The Blue Jays’ left-fielder is enjoying a career year after recovering from a 2015 knee injury
The Toronto Blue Jays bet on Michael Saunders this offseason. Sure, a talented group of outfielders were added through trade and waivers to the upper-minors, but with Dalton Pompey yet to establish himself as a major league starter, Saunders was the safe bet in left field, (very) relatively speaking.
Saunders’ performance against left-handed pitching has been especially impressive. Though his splits have never had as drastic gap, there was enough room to consider loosely platooning him with a right-handed bat if possible.

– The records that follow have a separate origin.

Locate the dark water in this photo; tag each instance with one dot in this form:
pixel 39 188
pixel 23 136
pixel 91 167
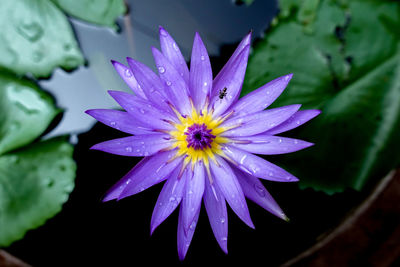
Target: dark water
pixel 90 233
pixel 219 23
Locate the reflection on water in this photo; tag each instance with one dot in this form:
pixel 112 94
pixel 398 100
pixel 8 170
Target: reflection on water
pixel 218 22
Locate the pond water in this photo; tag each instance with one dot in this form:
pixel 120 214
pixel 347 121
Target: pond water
pixel 219 23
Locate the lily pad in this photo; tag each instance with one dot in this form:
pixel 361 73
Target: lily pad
pixel 102 12
pixel 25 112
pixel 36 37
pixel 346 61
pixel 35 179
pixel 34 183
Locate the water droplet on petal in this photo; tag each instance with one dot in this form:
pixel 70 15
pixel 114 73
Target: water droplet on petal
pixel 161 69
pixel 260 190
pixel 128 73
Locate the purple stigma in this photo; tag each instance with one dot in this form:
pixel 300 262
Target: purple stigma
pixel 199 136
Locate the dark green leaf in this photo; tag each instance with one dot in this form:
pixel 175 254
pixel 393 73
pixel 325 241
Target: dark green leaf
pixel 102 12
pixel 36 37
pixel 25 112
pixel 34 183
pixel 346 62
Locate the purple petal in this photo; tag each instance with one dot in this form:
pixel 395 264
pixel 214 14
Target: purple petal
pixel 155 170
pixel 259 122
pixel 171 51
pixel 194 190
pixel 150 83
pixel 169 198
pixel 254 190
pixel 200 76
pixel 245 42
pixel 135 146
pixel 177 89
pixel 269 145
pixel 261 98
pixel 143 111
pixel 127 75
pixel 116 189
pixel 257 166
pixel 230 188
pixel 294 121
pixel 215 205
pixel 119 120
pixel 185 236
pixel 231 81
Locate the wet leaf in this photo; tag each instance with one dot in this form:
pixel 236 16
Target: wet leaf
pixel 25 112
pixel 34 183
pixel 346 61
pixel 102 12
pixel 36 37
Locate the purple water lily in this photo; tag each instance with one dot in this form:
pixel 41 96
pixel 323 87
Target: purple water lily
pixel 197 135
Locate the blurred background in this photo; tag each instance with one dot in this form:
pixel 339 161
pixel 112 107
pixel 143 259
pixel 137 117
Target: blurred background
pixel 55 64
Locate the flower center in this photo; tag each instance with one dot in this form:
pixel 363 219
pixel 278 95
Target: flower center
pixel 199 136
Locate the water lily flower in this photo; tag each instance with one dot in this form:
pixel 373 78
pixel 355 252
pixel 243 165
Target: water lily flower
pixel 198 136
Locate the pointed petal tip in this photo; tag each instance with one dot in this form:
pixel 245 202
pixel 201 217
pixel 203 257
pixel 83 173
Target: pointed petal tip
pixel 288 77
pixel 162 31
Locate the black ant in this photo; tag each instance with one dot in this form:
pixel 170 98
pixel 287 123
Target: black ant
pixel 222 93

Through 56 plate appearances against lefties entering play on Friday night, Saunders owned a slash line of .294 / .357 / .647 (OPS of 1.004) with five home runs. That’s well above his career batting average of .231 and OPS of .670 against pitchers of the same hand.

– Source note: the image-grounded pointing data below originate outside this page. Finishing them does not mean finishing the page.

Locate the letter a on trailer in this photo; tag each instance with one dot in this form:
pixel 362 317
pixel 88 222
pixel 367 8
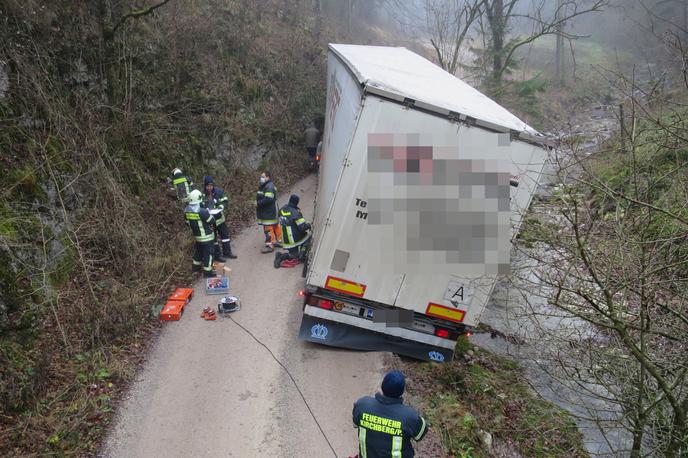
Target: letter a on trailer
pixel 424 181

Of course, these are due to regress towards the norm, but dismissing the numbers entirely is a mistake. August Fagerstrom of FanGraphs has noted that Saunders is keeping his hands much quieter with an adjusted placement. He also highlights a slightly higher leg kick from Saunders, who is standing a “step or two” further back from the plate.
This isn’t to say that Saunders has been reborn as a perennial six-win player, but there’s more to his lefty-on-lefty improvements than luck and chance.
The power jump against left-handers is especially intriguing because, even if his average and on-base tools regress back towards career averages, maintaining his pop in those situations keeps him a very valuable everyday player. As Fagerstrom notes, Saunders has produced an abnormal level of home runs of the following flavour: “lefty-on-lefty, way inside, breaking pitch rendering it even more inside, pulled”.
Eleven home runs have been hit that way in 2016, and three belong to Saunders.
A BABIP of .385 is also due to regress, but Saunders has taken steps forward in other areas. He’s hitting line drives at a rate above his career average and grounding out at a rate below. His defence hasn’t been excellent, with a UZR/150 of -8.3 over his first 364.2 innings in left, but that was never his projected source of value.
We recently explored the possibility of the Blue Jays discussing an extension with Saunders. The 29-year-old is currently earning $2.9 million in the final year of his arbitration.